“Enough is Enough!”
By Glenda Curl
There is absolutely no doubt that the Absentee Vote is an essential factor in winning an election in Wilcox County. The numbers don’t lie, and it has happened over and over again. Even candidates that are running to try and improve things have had to resort to vying for absentee votes in order to have a chance at winning an election here.
Everyone seems to ignore the fact that there are certain rules for voting an Absentee Ballot with penalties as stated in the Code of Alabama §17-17-24, 1975 as amended.

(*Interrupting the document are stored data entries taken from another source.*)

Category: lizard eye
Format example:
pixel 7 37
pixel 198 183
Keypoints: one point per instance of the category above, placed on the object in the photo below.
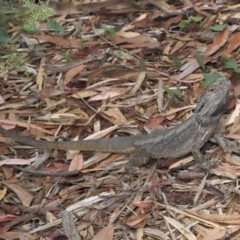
pixel 212 88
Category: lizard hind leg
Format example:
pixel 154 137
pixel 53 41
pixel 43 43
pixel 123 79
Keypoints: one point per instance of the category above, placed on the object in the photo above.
pixel 140 158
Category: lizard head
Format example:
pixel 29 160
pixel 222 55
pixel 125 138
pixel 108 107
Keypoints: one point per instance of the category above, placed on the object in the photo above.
pixel 214 100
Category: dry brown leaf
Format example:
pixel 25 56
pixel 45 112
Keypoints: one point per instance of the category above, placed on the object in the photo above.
pixel 215 234
pixel 24 196
pixel 61 42
pixel 72 73
pixel 113 92
pixel 105 234
pixel 181 228
pixel 76 163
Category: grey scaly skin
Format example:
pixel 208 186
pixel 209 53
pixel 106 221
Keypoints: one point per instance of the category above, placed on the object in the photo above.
pixel 187 137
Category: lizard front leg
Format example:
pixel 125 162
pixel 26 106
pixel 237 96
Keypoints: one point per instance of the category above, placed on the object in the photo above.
pixel 140 158
pixel 226 145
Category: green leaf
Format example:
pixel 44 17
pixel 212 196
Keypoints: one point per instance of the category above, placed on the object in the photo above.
pixel 177 61
pixel 200 60
pixel 218 27
pixel 231 64
pixel 195 19
pixel 183 23
pixel 173 92
pixel 210 78
pixel 67 57
pixel 110 31
pixel 30 28
pixel 55 26
pixel 4 38
pixel 141 64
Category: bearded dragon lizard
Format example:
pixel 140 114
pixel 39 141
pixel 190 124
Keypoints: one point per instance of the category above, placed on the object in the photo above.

So let’s look at the particular returns for District 3 from this past election.
19% of the approximate 1,242 voters from District #3 were absentee, totaling 234 votes. 72% of the absentees were for Saulsberry, 17% for Mack, 7% for McIntosh and 4% for Woods. Saulsberry only received 224 votes at the polls compared to 168 absentee votes meaning that 43% of his total votes were absentees. The closest candidate to Saulsberry was Mack with a total of 205 votes of which 39 were absentees. Mack’s total votes were only 19% from absentees. These two will be in the run-off in July .
Absentee’s were pretty equal in the Sheriff’s race. Dale had 2059 votes, 271 absentees; and Sheriff Evans had 2110 votes, with 246 of those absentees. There will be no run-off in that race, even though Evans won by less than 1% of the popular vote.
In the Probate Race, Stone and Alexander will be running it off. Alexander had a total of 1,905 votes, 244 of those absentees; to Stone’s 1,178, 63 of those absentees.
There will be no run-off in the Coroner’s race which was actually a close race. Ramsey had 2,122, with 201 absentees to Wright’s 2,025 and 300 absentees.
The only other run-off will be for Commissioner in District #6. Joey Green had a total of 268 votes with 7 absentees or 38% to Southall’s 237 votes and 33 absentees, or 34% of the vote.
Of interest to voters could be the results in the 2014 Election for Commissioners District #3 and #6. There were 630 absentee votes in the 2014 June 3rd Election. McIntosh’s 215 votes trailed Saulsberry’s 278 votes. Saulsberry had 131 absentee votes and McIntosh had 10. The absentees in that election could have been Saulsberry’s downfall for a change, because McIntosh came back in the July run-off with 596 votes, 113 absentees to Saulsberry’s 269 votes, 147 absentees.
In District #6 in the race four years ago, there was a run-off between Joey Green and Gwen Denish. Green had 193 votes to Denish’s 189. Joey defeated Denish in the run-off in July with 411 votes to Denish’s 234. Green had 19 absentees and Denish had 176.
These are just some facts to look at to help us all decide if we need outside help on this absentee voting. We do if it is ever going to stop being the determining factor in MOST of our elections.
As a Registrar for many years, I witnessed many voters changing Districts from time to time, usually during election time. Often times as many as 10 people would be registered in one house. We could question the legality of the different moves, but the citizens had sworn to the fact that was where they stayed, temporarily, at least. That did not mean that they would be residing there permanently. Some of the people running for office are masters at working the system to their advantage.
However, it can be noted that upon request by the local district attorney or the Secretary of State, the Attorney General shall provide investigating assistance in instances of absentee ballot or voting violations.
It is past time to present the facts, and ask for that help!!!